Wednesday's Ruck & Maul

Posted in Canada Rugby / Victoria BC / News / NSMT / Under 20

Wednesday's Ruck & Maul

This writer did receive some comments regarding a seeming lack of fairness of opinion in Monday’s Musings.  With credit to Island Sports News the above photo shows much of what I observed in the game.  With the line wide open and about the fifth recycle, a Canadian player was “held up”.  It is interesting to note seven U.S. players to the lone Canadian ball-carrier.  I rest my case.


Recruiting Youth for Rugby.


Today’s Ruck & Maul is based on a recent story from the NZ Herald.  It comes to our readers without authorization but with absolute credit and with thanks to the Herald’s article, along with a number of direct quotes.  I bring it to our reader’s attention somewhat in its entirety, rather than synthesizing a plagiarism of its content.  The issue is about Australian National Rugby League clubs poaching and contracting rugby union players as young as 14 and 15 from New Zealand!

“Glamor NRL clubs are increasingly swooping on talented schoolboy rugby talent from 15 years old to shine a spotlight on rugby union’s fractured pathways, and the financial disparity between the codes and raise the moral question of targeting impressionable teenagers.  In a wide-ranging investigation, after speaking with school coaches, parents and player agents, the Herald has uncovered at least seven players from under15’s school teams in Auckland who have signed with NRL clubs and relocated to Australia.  Five leading players from last year’s Auckland Grammar Under 15’s team were targeted, with two moving to Australia to join the Sydney Roosters and one from this year’s team signing with the Newcastle Knights.”

Although NRL clubs are legally permitted to sign players from the age of 15, 14-year-olds are now scouted as prospects!  Scouts are cropping up at school tournaments and following a recent U15 Tournament, the following was reported.

“It was the most professional junior training I have seen”, the parent said of the Roosters camp.  “I was blown away.
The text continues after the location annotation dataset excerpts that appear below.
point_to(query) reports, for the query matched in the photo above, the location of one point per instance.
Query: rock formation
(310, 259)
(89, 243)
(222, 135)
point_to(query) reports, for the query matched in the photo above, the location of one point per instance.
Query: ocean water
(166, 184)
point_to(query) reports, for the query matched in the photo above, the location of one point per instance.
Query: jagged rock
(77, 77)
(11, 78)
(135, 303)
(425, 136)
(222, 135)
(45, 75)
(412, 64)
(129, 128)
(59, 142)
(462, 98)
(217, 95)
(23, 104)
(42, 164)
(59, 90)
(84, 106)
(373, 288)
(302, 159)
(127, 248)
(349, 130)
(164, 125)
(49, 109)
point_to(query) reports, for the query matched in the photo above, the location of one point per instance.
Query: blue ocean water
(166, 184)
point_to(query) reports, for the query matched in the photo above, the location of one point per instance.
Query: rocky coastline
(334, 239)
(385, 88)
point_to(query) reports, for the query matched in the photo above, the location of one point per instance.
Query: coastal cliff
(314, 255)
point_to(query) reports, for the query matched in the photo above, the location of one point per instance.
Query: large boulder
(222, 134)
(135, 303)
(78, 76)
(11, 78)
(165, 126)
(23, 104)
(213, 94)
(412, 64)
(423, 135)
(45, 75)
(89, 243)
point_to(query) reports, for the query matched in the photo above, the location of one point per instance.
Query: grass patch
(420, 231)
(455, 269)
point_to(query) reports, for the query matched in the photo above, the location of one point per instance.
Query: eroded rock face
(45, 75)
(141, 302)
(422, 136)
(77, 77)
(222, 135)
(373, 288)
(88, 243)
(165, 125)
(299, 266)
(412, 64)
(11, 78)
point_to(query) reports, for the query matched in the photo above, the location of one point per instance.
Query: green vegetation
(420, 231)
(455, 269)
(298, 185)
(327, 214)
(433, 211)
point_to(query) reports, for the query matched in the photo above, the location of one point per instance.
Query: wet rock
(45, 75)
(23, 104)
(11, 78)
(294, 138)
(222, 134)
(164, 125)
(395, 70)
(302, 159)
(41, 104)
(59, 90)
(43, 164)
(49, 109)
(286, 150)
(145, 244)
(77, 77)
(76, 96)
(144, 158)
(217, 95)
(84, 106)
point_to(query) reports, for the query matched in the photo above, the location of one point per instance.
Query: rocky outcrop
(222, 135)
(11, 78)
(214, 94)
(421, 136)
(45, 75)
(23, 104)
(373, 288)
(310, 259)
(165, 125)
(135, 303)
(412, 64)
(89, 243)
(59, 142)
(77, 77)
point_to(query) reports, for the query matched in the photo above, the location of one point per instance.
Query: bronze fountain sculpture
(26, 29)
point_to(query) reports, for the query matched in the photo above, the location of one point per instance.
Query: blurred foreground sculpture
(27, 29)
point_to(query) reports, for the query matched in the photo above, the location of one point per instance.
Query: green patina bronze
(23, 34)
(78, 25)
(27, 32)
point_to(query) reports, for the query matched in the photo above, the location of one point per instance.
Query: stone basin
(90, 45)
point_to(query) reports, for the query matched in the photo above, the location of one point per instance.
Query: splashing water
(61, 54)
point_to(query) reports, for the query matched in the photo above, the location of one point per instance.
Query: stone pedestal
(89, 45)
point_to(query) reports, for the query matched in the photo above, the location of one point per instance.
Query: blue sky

They had contracted boys there in full Roosters gear.  I didn’t realize they could be contracted at that age.  After the first training my boy was hooked and wanted to keep going. I talked to the parents on the sideline, and they told me they were moving with their sons to live over in Sydney.  It was a common story, predominantly Pacific Island boys, and their families all moving to Sydney, so their sons could be part of this Roosters development pathway.  After the Auckland training camps concluded the Roosters flew teenagers to Sydney to sell the NRL dream; to tour their facilities, watch the top team train and shower prospects with club merchandise.”

“Across their three pathway grades, the NZ Warriors NRL club boast 26 union signings - 17 from Auckland schools.  League clubs train these teenagers through summer months and while some, such as the Warriors encourage prospects to return to their school teams under contract to continue their development, many other NRL clubs attempt to entice moves to Australia.  One school coach explains that once League swoops, teenagers are converted.  They target the young ones quite early, at 14, 15.  It’s appealing when an NRL club wants to fly you over, put you in hotels and go through a training week.”



“In 1996, some 28 years ago, the NRL’s total broadcast revenue was A$10 million compared to Super Rugby’s $85 million.  The NRL broadcast deal is now a $400 million behemoth while Super Rugby garners around $120 million.  As revenue continues to soar, the 17 NRL clubs each receive close to $19 million every year before opening their doors.  NRL clubs earn at least twice that of their Super Rugby counterparts and spend four times as much on marketing – all of which vastly enhances visibility and advances initiatives as scouting into rugby schools.”  Add to this, “depending on which part of the country your are in, Super Rugby either has a presence in that age group or it doesn’t.  We don’t have U15 representative teams.”

“Competition for talent, particularly in Auckland, the world’s largest Polynesian base, will always be intense but contracting youth at 15 years old raises the question of how young is too young?  While Union takes a hands-off approach at that age, League is not alone with scouting young talent along with basketball, football, touch and netball all providing U15 Provincial and National representative teams.”

This is a problem that is unknown to us in British Columbia, although I cannot comment with any authority as to what happens in hockey circles. This blogger will attempt to synthesize some opinions as to what has happened and what needs to be done.

Rugby is a late maturation sport and this early i.d. described often ruins lives when expectations are not met.  Ne’er-the-less there has been a complacency around talent i.d. However, to put one’s eggs into accepting such a small basket is often fractious for the kid and the family.  In N.Z. very little is done in terms of elite development until after the player leaves school.  It could be argued that if i.d. and development is overhauled, the appeal of a union pathway via clubs and Super Rugby is a great place for kids to be versus a league ‘poaching pathway’.  On this more positive note today’s story ends.